Effect of amino acids on IGF1 gene expression in human myotubes and skeletal muscle
Egor M.Lednev Growth Hormone & IGF Research Volumes 53–54, August–October 2020,
Highlights
• In human myotubes, amino acids (AAs) increase expression of IGF1.
• In athletes, long-term AAs administration increased blood levels of IGF1 (~50%).

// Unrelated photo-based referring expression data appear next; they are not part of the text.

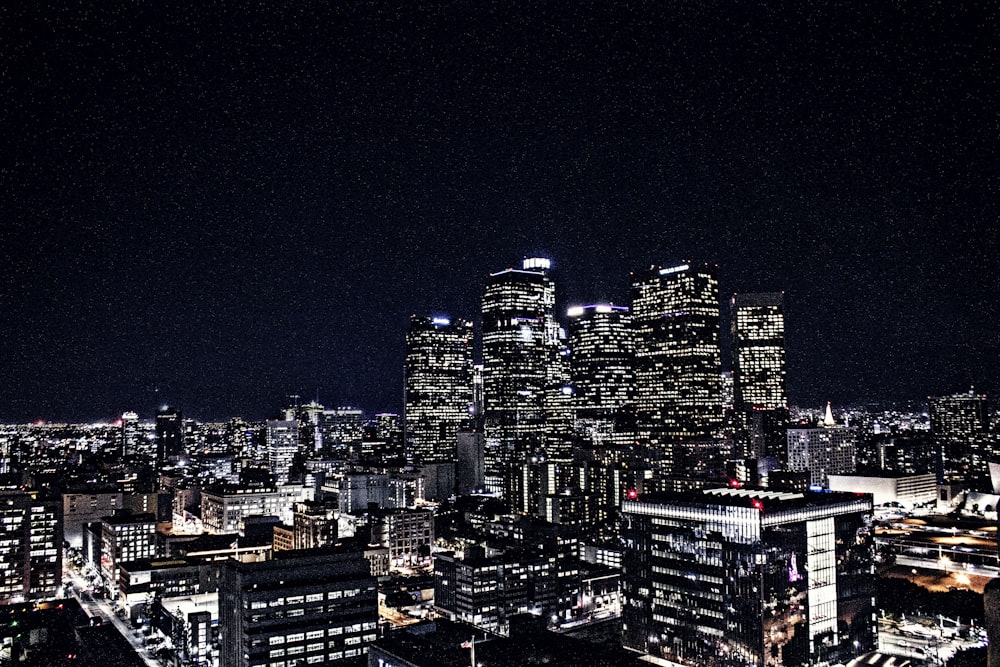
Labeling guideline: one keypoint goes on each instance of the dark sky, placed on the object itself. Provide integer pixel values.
(214, 206)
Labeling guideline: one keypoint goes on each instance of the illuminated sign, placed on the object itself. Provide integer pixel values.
(674, 269)
(536, 263)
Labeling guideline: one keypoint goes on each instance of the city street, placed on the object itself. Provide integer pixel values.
(102, 609)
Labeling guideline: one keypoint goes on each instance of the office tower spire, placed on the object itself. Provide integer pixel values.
(438, 386)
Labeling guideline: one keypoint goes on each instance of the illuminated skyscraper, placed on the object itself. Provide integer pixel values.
(601, 357)
(131, 435)
(678, 385)
(742, 577)
(758, 338)
(524, 369)
(437, 386)
(960, 425)
(31, 539)
(282, 438)
(169, 436)
(826, 449)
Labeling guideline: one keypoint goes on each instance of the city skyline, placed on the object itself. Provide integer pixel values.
(214, 210)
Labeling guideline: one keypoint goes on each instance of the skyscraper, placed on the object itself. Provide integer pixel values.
(130, 434)
(758, 342)
(524, 369)
(304, 607)
(960, 426)
(282, 438)
(437, 386)
(678, 386)
(169, 436)
(601, 358)
(739, 577)
(823, 450)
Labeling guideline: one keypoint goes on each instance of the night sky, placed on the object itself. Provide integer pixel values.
(213, 206)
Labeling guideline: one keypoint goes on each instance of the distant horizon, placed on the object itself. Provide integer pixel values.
(216, 207)
(151, 417)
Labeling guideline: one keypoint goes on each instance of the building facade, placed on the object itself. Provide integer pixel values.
(960, 425)
(760, 403)
(30, 547)
(524, 370)
(824, 450)
(302, 608)
(602, 355)
(282, 444)
(737, 577)
(169, 436)
(437, 384)
(675, 317)
(224, 508)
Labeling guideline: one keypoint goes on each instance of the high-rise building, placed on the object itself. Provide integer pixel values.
(757, 323)
(131, 434)
(125, 537)
(437, 386)
(282, 439)
(315, 523)
(675, 316)
(525, 374)
(469, 466)
(306, 607)
(343, 430)
(960, 425)
(30, 547)
(823, 450)
(169, 436)
(739, 577)
(601, 359)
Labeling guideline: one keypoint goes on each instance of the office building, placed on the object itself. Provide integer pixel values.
(407, 533)
(525, 375)
(30, 547)
(125, 537)
(131, 435)
(758, 351)
(469, 466)
(83, 508)
(738, 577)
(282, 446)
(601, 362)
(169, 436)
(437, 386)
(675, 317)
(315, 524)
(960, 425)
(904, 491)
(317, 606)
(823, 450)
(225, 508)
(343, 430)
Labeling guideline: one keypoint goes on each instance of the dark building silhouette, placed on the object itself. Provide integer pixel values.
(169, 436)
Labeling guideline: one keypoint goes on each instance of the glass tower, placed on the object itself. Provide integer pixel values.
(526, 401)
(741, 577)
(758, 343)
(678, 384)
(601, 357)
(438, 386)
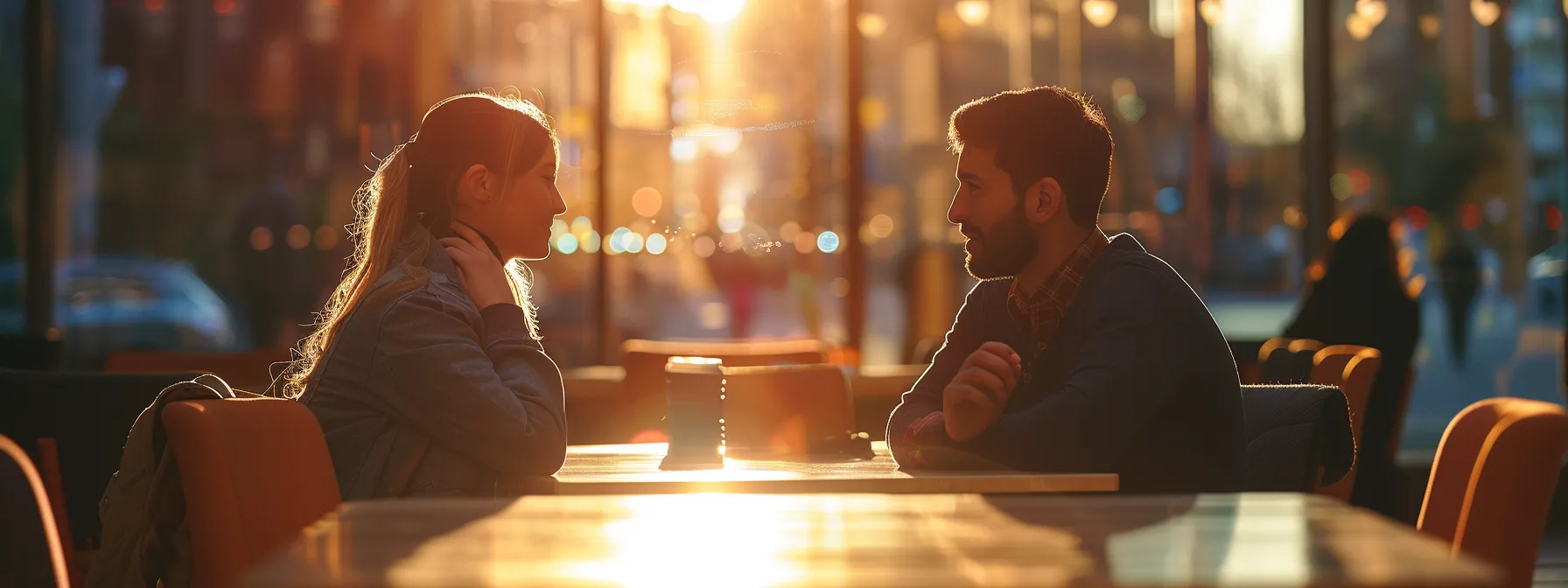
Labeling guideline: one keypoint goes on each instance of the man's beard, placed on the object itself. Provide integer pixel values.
(1005, 248)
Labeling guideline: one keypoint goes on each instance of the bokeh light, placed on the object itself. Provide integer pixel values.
(647, 201)
(1360, 182)
(1168, 200)
(871, 25)
(703, 247)
(829, 242)
(972, 13)
(710, 10)
(880, 226)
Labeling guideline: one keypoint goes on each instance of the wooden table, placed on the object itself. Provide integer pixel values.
(634, 469)
(864, 540)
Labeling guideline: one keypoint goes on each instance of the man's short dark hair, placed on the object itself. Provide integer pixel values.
(1043, 132)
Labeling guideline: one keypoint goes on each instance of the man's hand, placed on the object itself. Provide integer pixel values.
(979, 392)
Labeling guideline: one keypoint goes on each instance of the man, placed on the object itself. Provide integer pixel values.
(1074, 354)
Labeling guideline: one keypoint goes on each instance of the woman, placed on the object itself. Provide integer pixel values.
(1362, 300)
(425, 368)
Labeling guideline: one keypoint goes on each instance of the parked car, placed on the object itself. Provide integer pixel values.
(124, 303)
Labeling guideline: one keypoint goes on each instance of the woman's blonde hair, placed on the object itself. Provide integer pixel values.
(413, 187)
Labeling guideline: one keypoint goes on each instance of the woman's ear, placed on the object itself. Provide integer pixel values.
(475, 186)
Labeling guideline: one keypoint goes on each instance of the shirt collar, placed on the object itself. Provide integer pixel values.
(1049, 300)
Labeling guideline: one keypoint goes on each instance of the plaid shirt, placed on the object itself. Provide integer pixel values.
(1039, 311)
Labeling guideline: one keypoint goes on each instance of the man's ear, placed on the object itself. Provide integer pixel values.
(1043, 200)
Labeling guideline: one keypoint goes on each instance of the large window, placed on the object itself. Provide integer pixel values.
(1451, 116)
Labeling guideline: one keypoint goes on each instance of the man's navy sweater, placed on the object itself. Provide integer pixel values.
(1138, 382)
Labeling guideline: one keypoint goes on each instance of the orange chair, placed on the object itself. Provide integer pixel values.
(33, 554)
(1493, 480)
(256, 472)
(1286, 361)
(247, 370)
(1352, 369)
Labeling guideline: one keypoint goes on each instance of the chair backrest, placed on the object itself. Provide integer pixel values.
(1288, 361)
(645, 368)
(248, 370)
(32, 554)
(786, 410)
(1352, 369)
(90, 414)
(1493, 480)
(256, 472)
(1297, 437)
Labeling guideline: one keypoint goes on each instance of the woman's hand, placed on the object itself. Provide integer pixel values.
(483, 276)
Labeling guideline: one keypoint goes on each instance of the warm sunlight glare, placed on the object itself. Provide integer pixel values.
(710, 10)
(716, 540)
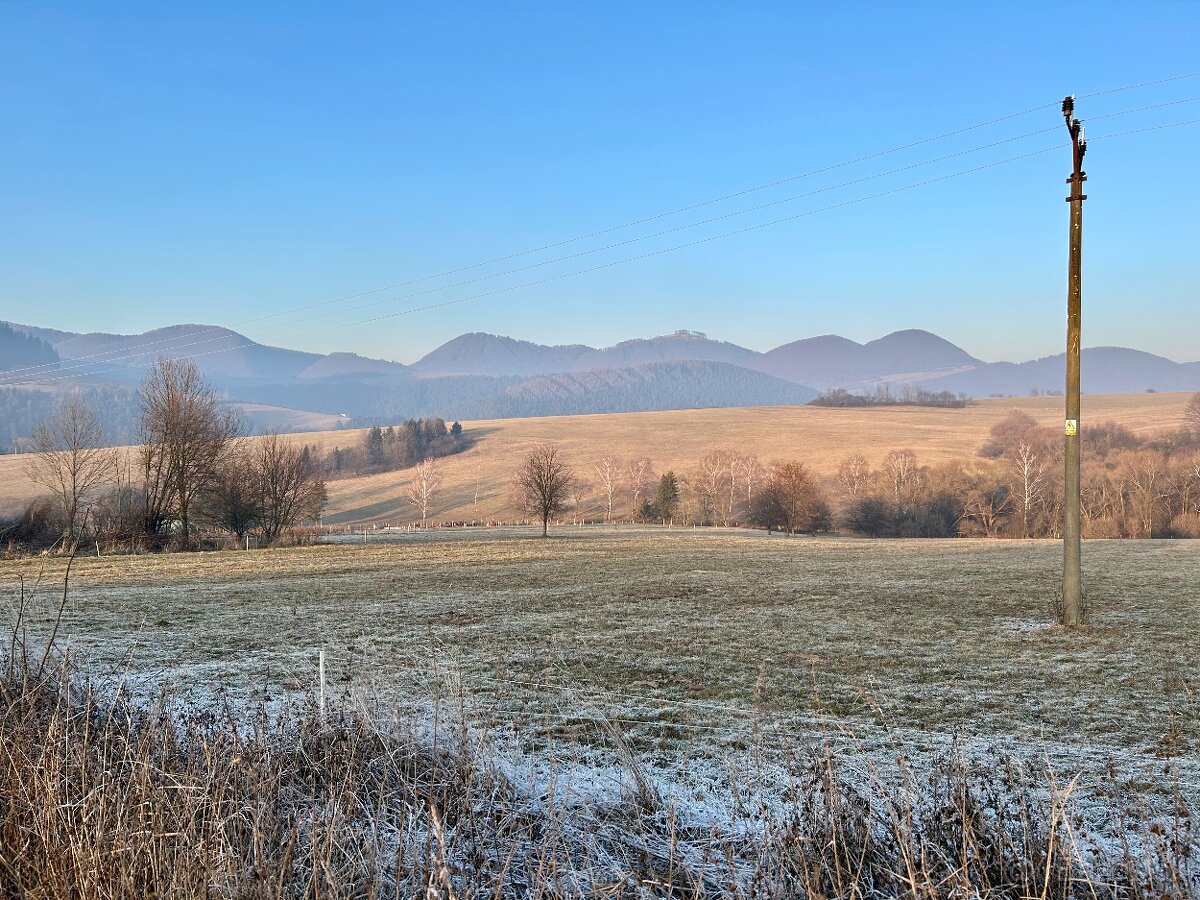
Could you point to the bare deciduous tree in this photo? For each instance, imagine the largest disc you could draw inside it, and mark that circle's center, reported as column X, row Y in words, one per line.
column 1192, row 414
column 904, row 478
column 853, row 477
column 790, row 499
column 291, row 485
column 609, row 473
column 1144, row 477
column 425, row 484
column 751, row 473
column 581, row 491
column 67, row 460
column 184, row 435
column 1029, row 472
column 543, row 484
column 640, row 478
column 233, row 499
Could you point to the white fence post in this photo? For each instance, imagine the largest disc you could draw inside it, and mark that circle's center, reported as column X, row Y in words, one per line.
column 321, row 683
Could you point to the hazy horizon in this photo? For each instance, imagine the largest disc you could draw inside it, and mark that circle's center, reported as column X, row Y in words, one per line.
column 265, row 172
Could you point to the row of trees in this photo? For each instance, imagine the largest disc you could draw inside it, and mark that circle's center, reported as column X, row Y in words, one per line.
column 191, row 467
column 1133, row 486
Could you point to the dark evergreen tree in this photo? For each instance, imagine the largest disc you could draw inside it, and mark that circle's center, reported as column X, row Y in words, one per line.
column 667, row 497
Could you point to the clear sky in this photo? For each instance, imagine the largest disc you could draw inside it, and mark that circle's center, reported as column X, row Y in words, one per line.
column 226, row 162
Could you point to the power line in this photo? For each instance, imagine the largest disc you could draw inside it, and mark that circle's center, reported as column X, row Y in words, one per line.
column 143, row 348
column 78, row 364
column 676, row 247
column 604, row 265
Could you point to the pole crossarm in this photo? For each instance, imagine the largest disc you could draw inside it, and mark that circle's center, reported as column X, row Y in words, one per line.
column 1072, row 580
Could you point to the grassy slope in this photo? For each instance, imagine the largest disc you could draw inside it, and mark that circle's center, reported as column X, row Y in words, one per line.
column 678, row 438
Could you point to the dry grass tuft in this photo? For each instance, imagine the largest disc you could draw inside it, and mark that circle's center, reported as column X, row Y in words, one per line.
column 102, row 797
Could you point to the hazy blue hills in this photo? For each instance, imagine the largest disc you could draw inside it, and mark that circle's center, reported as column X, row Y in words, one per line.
column 480, row 375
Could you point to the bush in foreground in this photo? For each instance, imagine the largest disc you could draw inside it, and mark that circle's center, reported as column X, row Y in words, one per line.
column 101, row 797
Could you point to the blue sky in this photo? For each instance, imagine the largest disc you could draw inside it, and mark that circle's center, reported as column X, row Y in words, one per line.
column 223, row 163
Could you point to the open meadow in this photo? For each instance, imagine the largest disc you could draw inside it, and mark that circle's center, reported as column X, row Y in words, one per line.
column 615, row 711
column 475, row 484
column 694, row 641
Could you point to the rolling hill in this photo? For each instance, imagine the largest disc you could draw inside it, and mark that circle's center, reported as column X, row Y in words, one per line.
column 676, row 439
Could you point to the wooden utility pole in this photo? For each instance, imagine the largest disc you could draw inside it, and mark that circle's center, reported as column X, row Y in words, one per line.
column 1072, row 588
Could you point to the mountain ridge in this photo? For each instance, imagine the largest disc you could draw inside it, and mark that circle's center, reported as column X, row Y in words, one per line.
column 479, row 375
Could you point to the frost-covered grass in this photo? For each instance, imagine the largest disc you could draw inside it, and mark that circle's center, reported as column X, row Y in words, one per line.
column 693, row 639
column 657, row 705
column 102, row 797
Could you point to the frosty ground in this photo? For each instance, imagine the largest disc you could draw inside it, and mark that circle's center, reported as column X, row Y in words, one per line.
column 689, row 642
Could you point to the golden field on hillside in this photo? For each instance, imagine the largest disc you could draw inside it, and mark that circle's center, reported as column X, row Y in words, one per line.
column 676, row 439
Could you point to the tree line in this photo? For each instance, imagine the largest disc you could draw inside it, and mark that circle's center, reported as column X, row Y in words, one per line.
column 191, row 468
column 1133, row 486
column 387, row 449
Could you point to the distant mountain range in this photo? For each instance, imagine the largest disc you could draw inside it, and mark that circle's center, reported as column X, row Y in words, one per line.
column 490, row 376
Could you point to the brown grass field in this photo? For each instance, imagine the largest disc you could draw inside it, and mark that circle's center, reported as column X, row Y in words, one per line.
column 676, row 439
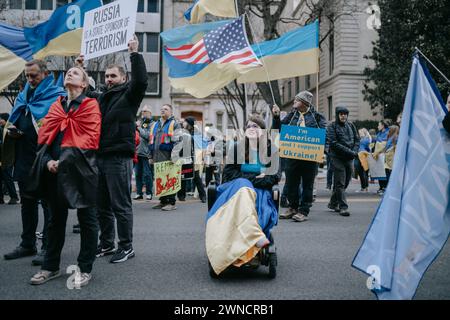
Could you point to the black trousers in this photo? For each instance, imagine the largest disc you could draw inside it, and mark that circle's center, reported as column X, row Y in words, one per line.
column 363, row 175
column 114, row 200
column 198, row 183
column 87, row 217
column 30, row 217
column 342, row 175
column 304, row 172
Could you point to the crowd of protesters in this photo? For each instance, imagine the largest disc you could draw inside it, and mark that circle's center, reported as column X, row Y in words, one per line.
column 60, row 145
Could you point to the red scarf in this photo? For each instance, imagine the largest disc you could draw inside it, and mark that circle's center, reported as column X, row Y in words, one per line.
column 82, row 126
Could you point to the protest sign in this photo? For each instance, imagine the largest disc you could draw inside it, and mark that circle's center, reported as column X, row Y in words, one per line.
column 108, row 29
column 167, row 178
column 302, row 143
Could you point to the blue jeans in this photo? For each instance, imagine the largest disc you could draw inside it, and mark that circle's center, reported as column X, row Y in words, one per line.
column 144, row 176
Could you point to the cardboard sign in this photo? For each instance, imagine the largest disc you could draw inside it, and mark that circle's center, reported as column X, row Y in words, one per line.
column 302, row 143
column 167, row 178
column 108, row 29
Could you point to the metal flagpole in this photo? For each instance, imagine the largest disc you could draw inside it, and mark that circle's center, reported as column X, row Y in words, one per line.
column 446, row 79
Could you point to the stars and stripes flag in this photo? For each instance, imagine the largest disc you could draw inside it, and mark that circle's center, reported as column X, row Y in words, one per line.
column 227, row 44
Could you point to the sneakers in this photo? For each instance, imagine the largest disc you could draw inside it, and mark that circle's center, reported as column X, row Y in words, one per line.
column 101, row 252
column 39, row 259
column 13, row 201
column 122, row 255
column 43, row 276
column 20, row 252
column 288, row 214
column 168, row 207
column 76, row 228
column 299, row 217
column 158, row 206
column 333, row 208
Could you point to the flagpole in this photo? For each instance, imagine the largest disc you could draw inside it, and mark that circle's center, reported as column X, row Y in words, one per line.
column 417, row 49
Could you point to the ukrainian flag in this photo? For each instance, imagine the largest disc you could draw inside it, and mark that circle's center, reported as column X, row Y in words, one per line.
column 61, row 34
column 219, row 8
column 295, row 53
column 14, row 53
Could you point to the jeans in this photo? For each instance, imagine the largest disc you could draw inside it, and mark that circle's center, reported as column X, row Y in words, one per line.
column 304, row 172
column 87, row 218
column 30, row 218
column 363, row 175
column 144, row 176
column 342, row 175
column 114, row 200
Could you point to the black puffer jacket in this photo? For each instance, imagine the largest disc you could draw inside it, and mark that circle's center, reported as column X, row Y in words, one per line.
column 342, row 138
column 119, row 106
column 233, row 171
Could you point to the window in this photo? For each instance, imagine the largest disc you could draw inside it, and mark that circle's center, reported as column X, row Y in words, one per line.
column 141, row 6
column 31, row 4
column 152, row 86
column 60, row 3
column 47, row 4
column 140, row 37
column 219, row 121
column 330, row 108
column 152, row 5
column 331, row 53
column 289, row 90
column 152, row 42
column 15, row 4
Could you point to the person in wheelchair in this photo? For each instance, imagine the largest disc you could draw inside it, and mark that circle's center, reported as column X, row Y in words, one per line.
column 243, row 213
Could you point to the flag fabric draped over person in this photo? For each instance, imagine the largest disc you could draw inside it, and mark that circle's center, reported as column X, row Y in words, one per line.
column 61, row 34
column 204, row 58
column 14, row 53
column 219, row 8
column 412, row 222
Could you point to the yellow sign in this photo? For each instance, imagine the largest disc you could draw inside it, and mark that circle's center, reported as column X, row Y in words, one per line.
column 167, row 178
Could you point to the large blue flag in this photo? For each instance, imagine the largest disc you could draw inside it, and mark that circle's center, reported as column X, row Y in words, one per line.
column 61, row 34
column 412, row 223
column 14, row 53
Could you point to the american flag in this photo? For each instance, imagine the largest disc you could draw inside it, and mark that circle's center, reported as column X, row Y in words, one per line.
column 227, row 44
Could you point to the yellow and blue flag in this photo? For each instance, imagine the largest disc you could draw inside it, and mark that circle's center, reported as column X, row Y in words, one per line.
column 14, row 53
column 412, row 222
column 219, row 8
column 203, row 58
column 295, row 53
column 61, row 34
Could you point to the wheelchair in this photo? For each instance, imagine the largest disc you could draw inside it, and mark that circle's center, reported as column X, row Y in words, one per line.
column 267, row 256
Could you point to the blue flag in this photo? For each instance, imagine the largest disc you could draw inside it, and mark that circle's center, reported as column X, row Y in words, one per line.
column 412, row 223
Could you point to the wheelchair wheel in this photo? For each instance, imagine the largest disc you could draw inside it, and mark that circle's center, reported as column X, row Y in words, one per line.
column 272, row 265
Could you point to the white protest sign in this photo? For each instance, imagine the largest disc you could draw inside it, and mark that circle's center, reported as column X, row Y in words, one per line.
column 108, row 29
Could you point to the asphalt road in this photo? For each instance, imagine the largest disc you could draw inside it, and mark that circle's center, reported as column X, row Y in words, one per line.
column 314, row 259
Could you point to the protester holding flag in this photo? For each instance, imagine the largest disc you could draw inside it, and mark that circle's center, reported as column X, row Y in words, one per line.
column 19, row 151
column 161, row 145
column 344, row 145
column 119, row 105
column 65, row 173
column 300, row 171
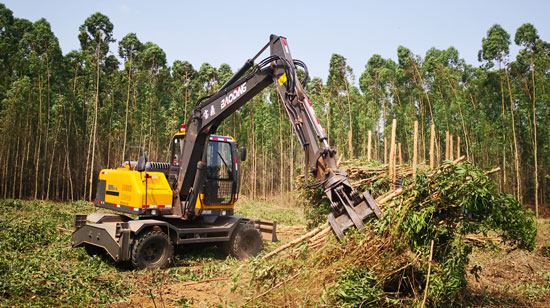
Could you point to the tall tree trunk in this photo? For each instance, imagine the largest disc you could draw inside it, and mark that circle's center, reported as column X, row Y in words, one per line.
column 95, row 121
column 127, row 103
column 516, row 152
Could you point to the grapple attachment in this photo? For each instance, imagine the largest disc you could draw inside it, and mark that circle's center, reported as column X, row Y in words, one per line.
column 349, row 208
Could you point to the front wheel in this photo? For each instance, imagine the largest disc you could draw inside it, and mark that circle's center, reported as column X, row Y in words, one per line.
column 151, row 249
column 246, row 241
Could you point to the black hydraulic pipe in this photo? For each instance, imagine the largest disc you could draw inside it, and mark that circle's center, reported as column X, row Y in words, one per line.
column 247, row 65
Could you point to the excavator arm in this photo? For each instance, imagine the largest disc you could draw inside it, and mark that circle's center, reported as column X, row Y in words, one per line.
column 349, row 208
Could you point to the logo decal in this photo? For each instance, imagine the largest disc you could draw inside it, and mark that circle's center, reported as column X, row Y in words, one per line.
column 229, row 98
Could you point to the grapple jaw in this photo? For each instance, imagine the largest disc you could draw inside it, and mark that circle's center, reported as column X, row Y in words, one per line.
column 349, row 208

• Long-term AAs administration is associated with a decrease in muscle membrane damage.
Objective
Insulin-like growth factor I (IGF1) is an important regulator of collagen and extracellular matrix protein expression. We aimed to evaluate the effect of amino acids (AAs) on expression of IGF1 and IGF1-dependent genes in human myotubes and skeletal muscle and supposed that AAs administration increases IGF1 levels in blood and expression of IGF1 and IGF1-dependent genes in trained skeletal muscle, thereby reducing training-induced muscle damage.
Design
Human myotubes were incubated with Arg and Leu for 24 h. Then, the effects of long-term branched chain AAs administration (10 weeks, 0.1 g/kg body mass/day) to volunteers (six subjects per AAs and placebo groups) performing large training volumes regularly (cross country skiers, training twice a day) were examined.
Results
Incubating the myotubes with AAs increases expression of IGF1 mRNA isoforms and IGF1 secretion by 2–3 times. In athletes, long-term AAs administration increased basal blood levels of IGF1 (~50%) and expression of IGF1Ea mRNA slightly in skeletal muscle. There is no marked increase in expression of COL1A1, COL3A1, COL5A1, and LOX genes in skeletal muscle after AAs administration. However, expression of these genes in the combined group (placebo + AAs; n = 12) significantly correlated with the expression of IGF1Ea mRNA in muscle and did not correlate with IGF1 levels in the blood.
Conclusions
AAs administration increases IGF1 expression in vitro and in vivo. To obtain more pronounced changes in expression of IGF1 and IGF1-dependent genes in skeletal muscle, it may be necessary to increase the dose and/or duration of AAs administration.